How to cite this URL:
Jabbarpoor Bonyadi MH. High myopic peripapillary atrophy; Spectral domain optical coherence tomography features. J Ophthalmic Vis Res [serial online] 2016 [cited 2019 Dec 8];11:124-5. Available from: http://www.jovr.org/text.asp?2016/11/1/124/180702


  Presentation Top


Pathologic myopia is defined as myopic refractive error greater than -6.00 diopters (D).[1] Axial myopia progression results in stretching of ocular layers which may be imaged by optical coherence tomography (OCT). These findings consist of dehiscence of retinal layers, retinal cysts, intrachoroidal cavitation, macular holes, posterior retinal detachment and choroidal neovascular membranes.[2] Furthermore, it has been suggested that scleral protrusion temporal to the optic disc in highly myopic eyes could cause excessive tension on the retinal nerve fiber layer which may result in visual field defects.[3]

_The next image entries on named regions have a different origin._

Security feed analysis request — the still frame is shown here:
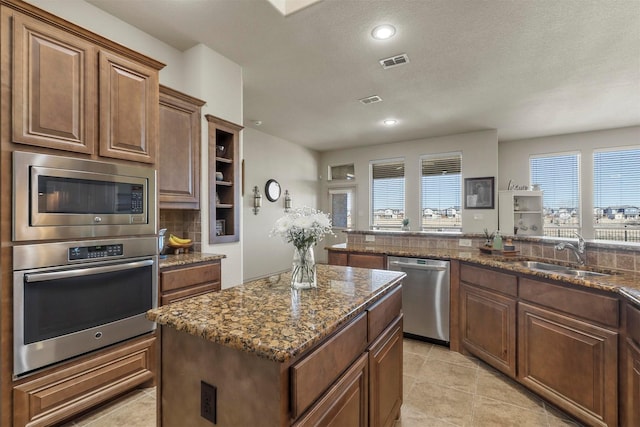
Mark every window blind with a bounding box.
[420,154,462,230]
[529,154,580,228]
[371,161,405,229]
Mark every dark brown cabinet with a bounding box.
[205,114,242,244]
[518,303,618,426]
[5,5,163,164]
[159,260,221,305]
[369,317,402,427]
[460,283,516,378]
[460,264,518,378]
[158,85,205,209]
[328,250,387,270]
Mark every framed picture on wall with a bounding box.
[464,176,495,209]
[216,219,225,236]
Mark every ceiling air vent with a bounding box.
[380,53,409,70]
[358,95,382,105]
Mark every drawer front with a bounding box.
[520,278,620,328]
[160,262,220,292]
[13,337,156,426]
[291,313,367,419]
[627,304,640,346]
[460,264,518,297]
[367,286,402,342]
[160,282,220,305]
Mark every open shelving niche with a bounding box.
[205,114,243,244]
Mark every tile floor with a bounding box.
[63,339,580,427]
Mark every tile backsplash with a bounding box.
[347,232,640,272]
[159,209,202,252]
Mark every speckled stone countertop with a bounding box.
[327,243,640,307]
[147,265,404,362]
[158,252,227,268]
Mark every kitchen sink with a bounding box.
[504,261,609,278]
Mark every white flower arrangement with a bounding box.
[269,206,333,249]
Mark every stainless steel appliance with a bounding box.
[13,236,158,378]
[387,257,450,344]
[13,151,156,241]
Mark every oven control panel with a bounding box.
[69,243,123,261]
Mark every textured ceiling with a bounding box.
[87,0,640,151]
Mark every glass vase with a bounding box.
[291,246,318,289]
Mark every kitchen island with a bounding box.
[147,265,404,427]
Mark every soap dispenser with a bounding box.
[493,230,502,251]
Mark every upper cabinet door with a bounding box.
[99,51,158,164]
[13,14,96,154]
[158,86,205,209]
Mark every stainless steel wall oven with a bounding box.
[13,237,158,378]
[13,151,156,241]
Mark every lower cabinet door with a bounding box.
[460,283,516,378]
[518,303,618,426]
[294,353,368,427]
[623,340,640,427]
[369,316,402,427]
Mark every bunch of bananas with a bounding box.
[169,234,191,246]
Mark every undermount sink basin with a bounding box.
[504,261,609,278]
[513,261,574,272]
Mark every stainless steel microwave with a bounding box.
[13,151,156,241]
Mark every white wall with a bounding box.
[320,130,498,237]
[241,128,324,281]
[498,126,640,239]
[29,0,243,287]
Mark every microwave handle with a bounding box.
[24,259,154,283]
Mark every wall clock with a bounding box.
[264,179,282,202]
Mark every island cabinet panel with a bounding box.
[368,315,403,427]
[293,354,369,427]
[159,260,221,305]
[291,313,367,418]
[13,14,97,154]
[460,282,517,378]
[13,336,156,427]
[518,302,618,426]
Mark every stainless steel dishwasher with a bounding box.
[387,257,450,345]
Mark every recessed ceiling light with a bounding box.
[371,24,396,40]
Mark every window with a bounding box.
[371,160,404,230]
[529,154,580,237]
[329,187,355,228]
[593,148,640,242]
[420,154,462,231]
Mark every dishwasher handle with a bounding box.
[389,261,447,271]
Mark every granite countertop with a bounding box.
[158,252,227,269]
[327,243,640,306]
[147,265,404,362]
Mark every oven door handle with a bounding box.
[24,259,154,283]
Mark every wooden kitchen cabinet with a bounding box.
[460,283,516,378]
[368,316,403,427]
[328,250,387,270]
[518,277,620,426]
[159,260,221,305]
[620,303,640,427]
[5,4,164,164]
[460,264,517,378]
[158,85,205,209]
[13,334,156,427]
[205,114,243,244]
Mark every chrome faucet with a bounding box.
[555,232,586,265]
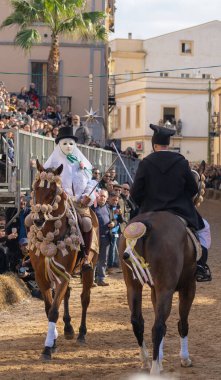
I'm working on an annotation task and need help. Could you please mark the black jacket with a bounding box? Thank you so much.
[131,151,204,230]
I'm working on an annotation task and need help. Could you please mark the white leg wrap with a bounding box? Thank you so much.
[159,339,164,362]
[180,336,192,367]
[45,322,56,347]
[180,336,189,359]
[150,360,160,376]
[140,341,150,369]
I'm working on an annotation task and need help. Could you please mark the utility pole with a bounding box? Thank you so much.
[207,81,212,165]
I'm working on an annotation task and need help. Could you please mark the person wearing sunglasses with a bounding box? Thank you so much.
[99,172,111,190]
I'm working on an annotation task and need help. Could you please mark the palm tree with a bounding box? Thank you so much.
[0,0,107,105]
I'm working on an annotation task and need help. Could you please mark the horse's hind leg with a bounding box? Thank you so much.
[178,280,196,367]
[150,290,173,375]
[127,282,150,369]
[151,288,166,371]
[63,286,74,339]
[77,270,94,343]
[41,281,68,360]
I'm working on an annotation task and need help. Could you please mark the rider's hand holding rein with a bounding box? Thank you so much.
[80,195,91,207]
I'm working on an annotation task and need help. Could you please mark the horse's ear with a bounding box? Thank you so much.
[198,160,206,175]
[36,159,44,173]
[54,164,63,175]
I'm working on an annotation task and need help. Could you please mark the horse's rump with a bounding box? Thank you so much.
[120,211,196,288]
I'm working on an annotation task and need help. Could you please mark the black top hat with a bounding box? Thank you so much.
[150,124,176,145]
[55,127,78,144]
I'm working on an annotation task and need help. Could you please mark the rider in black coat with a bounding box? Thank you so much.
[131,124,212,282]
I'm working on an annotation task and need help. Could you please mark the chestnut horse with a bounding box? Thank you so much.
[28,161,97,360]
[119,163,205,375]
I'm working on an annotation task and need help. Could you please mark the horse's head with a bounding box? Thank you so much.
[192,161,206,207]
[31,160,63,229]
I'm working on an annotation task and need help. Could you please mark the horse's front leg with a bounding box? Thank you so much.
[63,286,74,339]
[41,280,68,360]
[178,280,196,367]
[77,270,94,343]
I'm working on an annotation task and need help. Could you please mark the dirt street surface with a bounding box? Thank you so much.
[0,200,221,380]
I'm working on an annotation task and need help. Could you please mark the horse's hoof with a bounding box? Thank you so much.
[77,335,86,344]
[64,331,74,340]
[40,347,52,361]
[64,325,74,340]
[181,358,193,368]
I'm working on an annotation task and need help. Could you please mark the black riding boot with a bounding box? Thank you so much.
[196,246,212,282]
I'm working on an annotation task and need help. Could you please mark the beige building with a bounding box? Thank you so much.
[109,21,221,161]
[0,0,115,142]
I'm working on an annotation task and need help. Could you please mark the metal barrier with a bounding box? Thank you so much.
[0,129,139,208]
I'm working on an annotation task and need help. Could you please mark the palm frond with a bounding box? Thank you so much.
[15,29,41,50]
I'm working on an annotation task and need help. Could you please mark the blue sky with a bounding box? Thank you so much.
[110,0,221,39]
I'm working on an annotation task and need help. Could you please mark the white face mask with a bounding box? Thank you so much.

A 72-year-old woman was referred to the ophthalmology clinic complaining of low vision in her left eye. Past medical history was unremarkable. Best corrected visual acuity of the left eye was 20/400. Anterior segment examination revealed normal intraocular pressure and mild nuclear cataracts in both eyes. Refractive error (spherical equivalent) in both eyes was -10.00D. Fundus examination and fluorescein angiography revealed submacular choroidal neovascular membrane in the left eye with severe bilateral chorioretinal and peripapillary atrophy [Figure 1] which was confirmed by spectral domain OCT (SD-OCT) imaging [Figure 2]. SD-OCT (Topcon 3D OCT-2000, Topcon cooperation, Japan) in the peripapillary region of the right eye [Figure 3] demonstrated atrophy of the choroid and outer retinal layers with scleral protrusion toward the retinal nerve fiber layer. In this region, in addition to the choroid, the retinal pigment epithelium, outer nuclear and outer plexiform layers were interrupted, but the retinal nerve fiber layer, inner nuclear and inner plexiform layers continued up to optic disc margin. The sclera was imaged as a region of hyper-reflectance near the optic nerve with anterior bending toward the nerve fiber layer on SD-OCT [Red asterisk in [Figure 3]. Just beneath the scleral hyper-reflectance, another separate hyper-reflectant structure was also evident [Yellow asterisk in [Figure 3].
Figure 1. Fundus autofluorescence (left images) and fluorescein angiography (right images) show bilateral peripapillary atrophy evident as a hypofluorescent region around the optic nerve and a hyperfluorescent region in the left macula suggestive of choroidal neovascularization.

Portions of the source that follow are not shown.